Nineties terrorist thriller BLAST takes place almost exclusively in the aquatic centre and although that may sound exciting, it really isn’t. The basement and locker room are about as exhilerating a location as they can find inside the facility and when you’ve got a cat and mouse chase between the terrorist squad and the lone janitor Jack, there’s not much environment to use to their advantage that would get your adrenaline pumping. Jack, being a former Olympian who spiralled downhill after missing gold and ending up with bronze, turns out to have gained his medal in Taekwondo so cue lots of kicks, punches and combat even though Jack suffers from an injured leg. It seems not even highly trained killers are a match for our Jack as he takes them on up close and personal.
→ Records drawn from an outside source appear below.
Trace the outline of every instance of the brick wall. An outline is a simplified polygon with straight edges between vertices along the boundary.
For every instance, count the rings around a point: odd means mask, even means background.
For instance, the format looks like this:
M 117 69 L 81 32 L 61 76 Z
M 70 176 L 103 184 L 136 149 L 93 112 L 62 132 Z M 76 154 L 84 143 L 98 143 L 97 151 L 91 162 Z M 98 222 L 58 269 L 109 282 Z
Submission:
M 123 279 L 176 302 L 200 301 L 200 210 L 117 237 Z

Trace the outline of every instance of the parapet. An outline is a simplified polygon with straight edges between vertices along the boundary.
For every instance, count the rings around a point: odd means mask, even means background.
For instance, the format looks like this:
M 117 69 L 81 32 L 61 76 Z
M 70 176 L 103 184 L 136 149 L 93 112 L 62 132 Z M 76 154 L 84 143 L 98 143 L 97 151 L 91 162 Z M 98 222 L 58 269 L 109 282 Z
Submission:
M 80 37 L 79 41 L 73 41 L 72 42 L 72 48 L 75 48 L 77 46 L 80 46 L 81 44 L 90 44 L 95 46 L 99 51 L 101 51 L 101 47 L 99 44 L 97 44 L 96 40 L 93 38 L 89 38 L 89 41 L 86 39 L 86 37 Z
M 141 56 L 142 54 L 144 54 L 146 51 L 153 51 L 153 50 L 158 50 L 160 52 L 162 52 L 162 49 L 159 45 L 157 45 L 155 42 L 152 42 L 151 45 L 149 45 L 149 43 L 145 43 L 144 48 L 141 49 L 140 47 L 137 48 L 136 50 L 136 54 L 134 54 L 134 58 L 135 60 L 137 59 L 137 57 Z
Andrew Divoff stars as terrorist Omodo who seems to make a habit of taking people hostage before blowing up the buildings and killing everyone inside regardless if his demands are met or not. In this instance, Omodo is after money and he’s keen to kill every last swimsuit-clad youngster in the building if it means getting it, though he’d probably do it anyway for fun too. Divoff seems comfortable playing the baddie as he so often has in other work such as Toy Soldiers and television series Lost. Whilst he’s given a role that suits his style, there’s only so much he can do with it with a plot and script that quickly runs out of steam. Even his scenes with Linden Ashby (Jack) and Detective Leo (Rutger Hauer) are short lived. Speaking of which, Rutger Hauer’s character is the most nonsensical character I’ve come across. His screentime is probably around 5 minutes, he sports an unusual hairstyle reminiscent of a Native American (which I assume he’s meant to be?) and has a crazed twinkle in his eye which contributes to the crazy, laughable climax. It’s all rather weird and feels so out of place that it turns the film into a complete joke whilst at the same time providing more entertainment in a minute than witnessed in the last hour.
It may have a strong opener but it doesn’t take long for BLAST to fizzle out with a whimper with its lacklustre plot and tired script that hits a dead end early on in the film.